On the workspace / content stream level, we solve the old workspace shine through behavior, by rebasing commands to newer base content streams.

On the Node Aggregate level inside a content stream, we solve the the dimension shine through behavior (by making the shine throughs explicit in the command handler).

Comparison to the old CR

In the old CR, workspace shine through and dimension fallbacks were mostly the same concept and mechanism; however when starting with the event sourced CR it quickly turned out that the two concepts differ: the workspace shine through can be done eventually consistent (as you work in a single workspace anyways); while the dimension fallback must work immediately. Furthermore, on the workspace level we need to integrate the work of different editors who work concurrently; while the dimension fallbacks are merely a mechanism to reduce the amount of content an editor has to maintain manually.

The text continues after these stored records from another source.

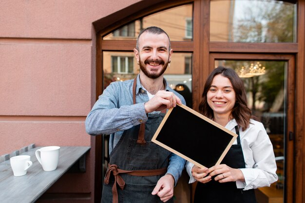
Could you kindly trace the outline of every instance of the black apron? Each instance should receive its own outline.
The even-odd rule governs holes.
[[[221,162],[233,168],[246,167],[239,136],[235,126],[237,144],[233,145]],[[194,203],[256,203],[254,190],[244,191],[236,187],[235,182],[220,183],[212,180],[206,184],[198,182],[195,191]]]
[[[135,79],[133,91],[134,104],[136,82]],[[152,192],[159,179],[166,172],[171,152],[151,140],[166,112],[166,109],[159,113],[149,113],[145,124],[124,131],[110,156],[110,166],[106,174],[108,180],[103,187],[102,203],[116,202],[114,199],[122,203],[163,203]],[[152,171],[157,175],[150,174]],[[120,188],[116,188],[116,184]],[[114,192],[115,190],[117,192]],[[172,200],[167,202],[173,203]]]

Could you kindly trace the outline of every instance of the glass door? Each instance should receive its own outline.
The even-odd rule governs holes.
[[[256,189],[258,203],[286,202],[286,194],[290,192],[288,185],[292,181],[288,174],[293,171],[294,59],[291,56],[287,60],[277,57],[267,59],[266,56],[251,58],[216,57],[213,63],[214,67],[233,68],[244,81],[248,107],[263,124],[273,146],[279,180],[270,187]]]

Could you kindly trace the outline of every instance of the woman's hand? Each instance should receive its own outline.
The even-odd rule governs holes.
[[[210,175],[207,176],[209,174],[209,168],[205,167],[200,168],[196,166],[194,166],[191,168],[191,175],[197,181],[206,183],[211,180],[211,177]]]
[[[215,176],[215,181],[219,183],[235,182],[237,180],[245,181],[244,174],[240,169],[231,168],[225,164],[211,167],[209,169],[209,173],[212,177]]]

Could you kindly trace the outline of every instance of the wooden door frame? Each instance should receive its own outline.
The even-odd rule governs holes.
[[[293,175],[294,169],[294,141],[289,139],[289,132],[295,133],[295,55],[283,54],[224,54],[212,53],[210,55],[210,69],[214,68],[215,60],[266,60],[287,61],[286,81],[286,121],[285,146],[285,190],[284,191],[284,202],[292,203],[294,200],[295,188]],[[287,158],[286,158],[287,157]]]

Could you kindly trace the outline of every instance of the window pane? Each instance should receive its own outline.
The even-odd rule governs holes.
[[[184,97],[187,106],[191,108],[192,56],[191,53],[173,53],[171,65],[164,74],[169,85]],[[133,79],[139,73],[140,67],[133,52],[103,52],[103,71],[104,89],[112,82]]]
[[[267,195],[276,198],[279,203],[283,203],[287,62],[215,61],[215,67],[219,65],[233,68],[242,78],[247,91],[248,107],[252,110],[253,115],[263,123],[273,146],[279,180],[270,187],[256,189],[255,193],[258,195],[257,202],[264,202],[260,201],[258,197]],[[257,70],[253,71],[255,69]]]
[[[274,0],[211,1],[210,40],[296,42],[296,3]]]
[[[192,4],[176,7],[142,18],[104,37],[103,39],[134,39],[141,30],[154,26],[167,33],[172,41],[192,38]]]

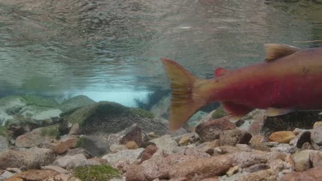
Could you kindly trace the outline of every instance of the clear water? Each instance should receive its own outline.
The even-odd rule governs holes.
[[[322,1],[0,0],[0,95],[131,100],[169,88],[160,57],[211,77],[266,43],[322,45],[299,42],[322,40]]]

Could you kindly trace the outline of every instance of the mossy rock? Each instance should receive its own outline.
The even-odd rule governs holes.
[[[61,112],[56,108],[58,105],[53,99],[36,95],[7,96],[0,99],[0,123],[11,121],[20,115],[35,120],[58,117]]]
[[[63,112],[74,111],[77,108],[94,103],[96,101],[85,95],[77,95],[62,102],[59,108]]]
[[[59,125],[44,127],[41,130],[41,134],[43,136],[56,138],[59,136]]]
[[[295,111],[283,115],[266,117],[261,134],[266,138],[275,132],[293,131],[295,128],[312,129],[314,123],[322,119],[321,111]]]
[[[108,165],[80,166],[73,170],[74,176],[82,181],[109,181],[120,178],[120,171]]]
[[[81,108],[67,117],[69,123],[78,123],[80,134],[116,133],[134,123],[147,132],[163,134],[167,132],[167,121],[160,120],[149,111],[124,106],[109,101],[100,101]]]
[[[57,108],[59,104],[52,99],[44,98],[37,95],[22,95],[21,97],[26,101],[27,105],[34,104],[39,106]]]
[[[83,145],[87,141],[87,138],[86,136],[80,136],[77,140],[76,147],[80,147]]]
[[[213,119],[218,119],[218,118],[223,117],[224,117],[226,115],[226,114],[224,111],[224,109],[222,108],[222,106],[220,106],[216,109],[216,110],[215,110],[213,112],[212,117],[213,117]]]
[[[6,136],[7,133],[7,128],[6,128],[4,125],[0,125],[0,136]]]

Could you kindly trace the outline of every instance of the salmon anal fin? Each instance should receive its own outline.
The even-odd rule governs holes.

#Content Streams and Content Publishing

So let’s focus some more on the content stream behavior: when a content stream is forked, we will record the stream version of the base stream, and the projections basically have to create a “snapshot” of their current state. Technically, the graph projection does this by copying edges and doing copy on write on the nodes (read the graph projection chapter for more details).

Then, events which modify the nodes can be added to the content stream. This content stream is like a temporary branch - after some time, it should either be discarded or its modifications should be applied to the “live” content stream. To apply changes to the base content stream, we can simply “copy” the events from our temporary content stream to the live content stream. (Technically, the copied events are new events with just a different content stream identifier.)

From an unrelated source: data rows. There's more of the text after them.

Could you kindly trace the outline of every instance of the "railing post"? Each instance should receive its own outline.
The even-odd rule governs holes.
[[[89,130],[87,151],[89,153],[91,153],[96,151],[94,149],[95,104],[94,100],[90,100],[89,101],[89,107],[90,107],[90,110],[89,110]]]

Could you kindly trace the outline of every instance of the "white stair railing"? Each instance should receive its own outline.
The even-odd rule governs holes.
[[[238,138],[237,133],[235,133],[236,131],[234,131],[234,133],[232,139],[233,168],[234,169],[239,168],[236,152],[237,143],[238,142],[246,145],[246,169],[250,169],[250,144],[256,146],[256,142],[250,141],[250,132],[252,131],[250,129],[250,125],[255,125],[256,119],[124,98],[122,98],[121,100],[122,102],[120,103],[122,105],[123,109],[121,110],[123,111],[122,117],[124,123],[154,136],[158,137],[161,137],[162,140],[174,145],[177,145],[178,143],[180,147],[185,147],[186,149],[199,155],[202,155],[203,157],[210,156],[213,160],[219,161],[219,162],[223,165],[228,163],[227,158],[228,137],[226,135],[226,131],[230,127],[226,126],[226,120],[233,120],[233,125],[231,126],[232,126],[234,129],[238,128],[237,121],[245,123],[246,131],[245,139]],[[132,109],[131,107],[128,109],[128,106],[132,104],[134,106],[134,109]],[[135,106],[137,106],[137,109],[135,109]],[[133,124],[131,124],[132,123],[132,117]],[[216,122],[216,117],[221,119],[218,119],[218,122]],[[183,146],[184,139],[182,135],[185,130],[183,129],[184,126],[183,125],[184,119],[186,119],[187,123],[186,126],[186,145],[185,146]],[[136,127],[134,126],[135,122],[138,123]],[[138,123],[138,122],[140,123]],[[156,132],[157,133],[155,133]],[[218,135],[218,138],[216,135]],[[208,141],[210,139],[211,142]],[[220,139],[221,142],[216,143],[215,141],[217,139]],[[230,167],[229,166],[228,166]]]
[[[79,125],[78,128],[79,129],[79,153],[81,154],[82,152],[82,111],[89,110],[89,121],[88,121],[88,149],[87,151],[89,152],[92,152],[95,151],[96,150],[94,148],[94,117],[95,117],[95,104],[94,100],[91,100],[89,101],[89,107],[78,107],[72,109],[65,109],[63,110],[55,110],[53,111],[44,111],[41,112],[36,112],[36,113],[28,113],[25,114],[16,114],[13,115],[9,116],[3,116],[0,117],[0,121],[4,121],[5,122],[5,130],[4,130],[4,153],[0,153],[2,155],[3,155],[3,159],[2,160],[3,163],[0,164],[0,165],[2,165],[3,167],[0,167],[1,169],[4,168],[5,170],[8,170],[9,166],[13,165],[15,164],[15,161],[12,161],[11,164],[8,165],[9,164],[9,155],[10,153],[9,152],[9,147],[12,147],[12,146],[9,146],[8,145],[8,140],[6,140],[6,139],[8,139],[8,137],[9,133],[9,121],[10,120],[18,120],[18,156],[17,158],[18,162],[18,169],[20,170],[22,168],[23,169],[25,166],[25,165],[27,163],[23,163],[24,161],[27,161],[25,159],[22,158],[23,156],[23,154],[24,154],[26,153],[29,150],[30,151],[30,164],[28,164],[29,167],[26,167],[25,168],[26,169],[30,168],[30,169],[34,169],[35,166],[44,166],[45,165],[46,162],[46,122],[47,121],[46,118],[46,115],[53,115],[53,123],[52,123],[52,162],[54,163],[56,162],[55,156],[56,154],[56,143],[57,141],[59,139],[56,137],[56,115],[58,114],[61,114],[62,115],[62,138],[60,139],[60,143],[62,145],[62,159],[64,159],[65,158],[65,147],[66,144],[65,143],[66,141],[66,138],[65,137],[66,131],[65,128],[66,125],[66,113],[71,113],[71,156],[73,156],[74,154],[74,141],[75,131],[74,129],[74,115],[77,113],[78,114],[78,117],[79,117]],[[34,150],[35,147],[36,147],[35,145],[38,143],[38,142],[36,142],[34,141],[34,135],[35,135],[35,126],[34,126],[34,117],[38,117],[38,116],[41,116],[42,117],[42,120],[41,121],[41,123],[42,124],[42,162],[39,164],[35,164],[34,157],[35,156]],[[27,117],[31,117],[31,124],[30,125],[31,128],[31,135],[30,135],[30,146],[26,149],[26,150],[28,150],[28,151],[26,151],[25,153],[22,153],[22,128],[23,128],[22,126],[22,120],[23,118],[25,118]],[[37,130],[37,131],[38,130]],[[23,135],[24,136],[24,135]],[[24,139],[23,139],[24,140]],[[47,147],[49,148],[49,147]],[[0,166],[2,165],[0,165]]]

For this event copying to end up in a consistent state (either all or no events applied), we need to ensure that these copied events never fail, and lead to the exact same outcome as the temporary content stream. We exploit the fact that all projections need to behave like pure functions with only their events as input  - so when the temporary and the live content stream have the same sequence of events, they are guaranteed to be the same (in terms of projection state) as well.

However - this only works if the base content stream (e.g. live) has not accepted any new events in the meantime. Thus, this event copying (which we call “publishing the content stream”) will only work when the base content stream has not changed in the meantime.

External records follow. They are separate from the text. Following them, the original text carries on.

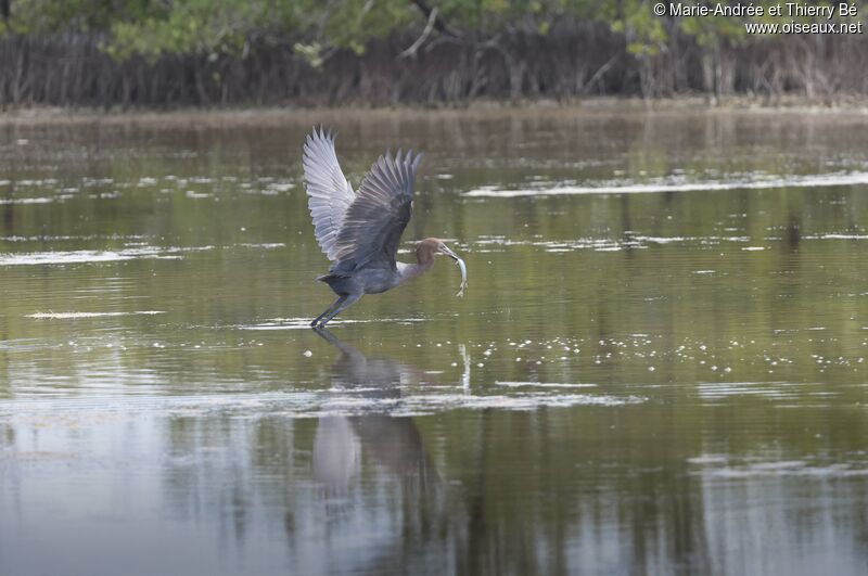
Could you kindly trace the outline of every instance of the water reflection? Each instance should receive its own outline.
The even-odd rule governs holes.
[[[331,371],[334,389],[397,399],[403,385],[423,376],[392,359],[369,358],[327,329],[316,333],[340,350]],[[289,535],[305,571],[444,573],[433,568],[450,564],[448,548],[435,537],[452,532],[445,490],[412,418],[320,417],[312,444],[318,490],[311,505],[319,511]]]

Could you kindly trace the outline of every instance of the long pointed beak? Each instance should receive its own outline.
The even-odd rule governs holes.
[[[447,255],[448,257],[450,257],[450,258],[451,258],[451,259],[454,259],[455,261],[458,261],[458,260],[460,260],[460,259],[461,259],[461,258],[459,258],[459,257],[458,257],[458,254],[456,254],[455,252],[450,251],[450,249],[449,249],[449,248],[447,248],[446,246],[441,246],[441,247],[439,247],[439,252],[441,252],[442,254],[445,254],[445,255]]]

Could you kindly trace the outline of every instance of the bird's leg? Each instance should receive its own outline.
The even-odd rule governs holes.
[[[341,296],[340,298],[337,298],[336,300],[334,300],[334,302],[331,304],[331,306],[329,306],[328,308],[326,308],[326,309],[322,311],[322,313],[321,313],[321,315],[319,315],[318,317],[316,317],[316,318],[314,319],[314,321],[312,321],[312,322],[310,322],[310,327],[311,327],[311,328],[316,327],[316,325],[319,323],[319,321],[320,321],[320,320],[322,320],[322,318],[323,318],[323,317],[324,317],[327,313],[331,312],[332,310],[334,310],[335,308],[337,308],[339,306],[341,306],[341,305],[344,303],[344,300],[345,300],[345,299],[347,299],[347,297],[348,297],[348,296]],[[326,320],[326,322],[328,322],[328,320]],[[324,324],[326,324],[326,322],[323,322],[322,324],[324,325]]]
[[[357,299],[361,297],[361,294],[349,294],[348,296],[342,296],[339,298],[341,302],[337,302],[337,308],[329,312],[329,315],[322,319],[319,325],[324,327],[329,323],[329,320],[341,313],[343,310],[348,308],[350,305],[355,304]]]

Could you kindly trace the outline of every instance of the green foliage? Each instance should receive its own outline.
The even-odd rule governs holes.
[[[735,0],[723,0],[735,4]],[[758,2],[769,7],[777,2]],[[426,0],[441,26],[473,41],[513,31],[548,35],[563,18],[608,23],[624,35],[629,53],[654,56],[674,30],[701,47],[768,40],[745,35],[748,20],[782,16],[669,17],[652,0]],[[335,49],[365,53],[372,40],[419,34],[429,14],[413,0],[15,0],[0,36],[90,34],[117,60],[135,55],[243,56],[252,41],[292,46],[319,66]],[[801,18],[800,18],[801,20]]]

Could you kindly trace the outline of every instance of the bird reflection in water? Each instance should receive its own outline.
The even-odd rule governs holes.
[[[387,358],[368,358],[326,329],[315,330],[341,350],[332,367],[332,387],[360,391],[365,398],[398,399],[401,383],[422,372]],[[346,495],[363,468],[399,479],[416,496],[437,489],[439,478],[411,417],[387,413],[321,417],[314,437],[312,473],[329,496]]]

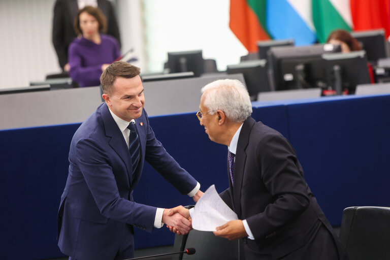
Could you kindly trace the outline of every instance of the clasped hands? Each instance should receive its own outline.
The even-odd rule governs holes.
[[[178,220],[174,224],[165,222],[170,231],[177,235],[185,235],[192,229],[192,220],[188,209],[179,206],[170,210],[164,210],[165,212],[166,210],[167,211],[168,216],[176,216],[178,218]],[[227,238],[229,240],[236,240],[248,236],[241,219],[230,221],[215,229],[217,231],[213,232],[215,236]]]

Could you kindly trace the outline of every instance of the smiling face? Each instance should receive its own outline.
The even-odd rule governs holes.
[[[142,114],[145,105],[144,87],[139,76],[127,79],[117,77],[111,91],[103,94],[107,106],[120,118],[129,122]]]
[[[83,12],[79,17],[80,28],[85,38],[90,39],[99,33],[99,23],[93,15]]]

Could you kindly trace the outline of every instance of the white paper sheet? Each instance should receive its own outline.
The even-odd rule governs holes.
[[[216,227],[238,219],[219,197],[214,184],[198,201],[191,218],[192,228],[201,231],[216,231]]]

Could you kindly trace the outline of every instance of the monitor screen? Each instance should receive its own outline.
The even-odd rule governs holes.
[[[235,65],[229,65],[228,74],[242,73],[251,99],[255,100],[260,92],[270,91],[265,59],[247,60]]]
[[[277,40],[273,41],[259,41],[257,42],[258,49],[258,59],[268,59],[268,50],[272,47],[294,46],[294,40]]]
[[[42,85],[40,86],[32,86],[30,87],[15,87],[12,88],[0,89],[0,95],[4,94],[15,94],[17,93],[24,93],[25,92],[43,91],[50,90],[49,85]]]
[[[356,86],[371,82],[365,51],[322,55],[328,87],[337,94],[353,94]]]
[[[168,74],[153,74],[149,75],[140,75],[143,82],[148,81],[157,81],[158,80],[169,80],[172,79],[181,79],[188,78],[193,78],[195,74],[190,71],[188,72],[178,72],[177,73],[169,73]]]
[[[383,29],[354,31],[351,35],[356,38],[366,51],[369,61],[376,62],[388,56]]]
[[[192,72],[199,77],[204,72],[202,50],[168,52],[170,73]]]
[[[273,90],[322,87],[325,77],[321,55],[340,52],[340,45],[271,47],[269,61]]]

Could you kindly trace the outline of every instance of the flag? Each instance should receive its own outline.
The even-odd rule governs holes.
[[[326,42],[333,30],[352,30],[349,0],[312,0],[312,4],[313,21],[319,42]]]
[[[294,39],[296,45],[315,42],[311,0],[268,0],[267,29],[274,39]]]
[[[231,0],[229,26],[250,52],[257,41],[269,40],[265,29],[266,0]]]
[[[383,28],[386,37],[390,34],[389,1],[350,0],[355,30]]]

So what do we now do if the base content stream changed in the meantime? We rebase the content stream by re-applying its commands on  a new content stream.

I always think of the idea of “we rapidly re-so everything the user has done, based on the new state”. You might wonder why we re-execute commands, and not events? The reason is that we need to do conflict detection at this point (because the base content stream and our content stream might have mutually conflicting changes) - and we figured out that we could re-use the soft constraints checks we already have in place. Thus, we need to re-execute all commands and after every command, we need to block until the projection is up to date (so that the soft constraints check will actually return a correct result).

This idea basically gives us lots of conflict detection almost for free, without having to think through many of the interaction cases explicitly.

Conflict Resolution

if a conflict happens, we do not have a good strategy implemented on how to solve it yet - though there are some ideas floating around.

#Partial Publishing

Based on the above idea, we can also partially publish a content stream, when we want to publish only a single page for instance. To implement this, we fork a new content stream, then only try to apply the commands relevant to this page; then we fork again based on the new Content stream; and then we try to apply the remaining commands.

This way, all commands related to the content we want to publish come first, and then the remaining commands appear.

When this is all successful, we can directly publish the first content stream (containing the events for the selected nodes).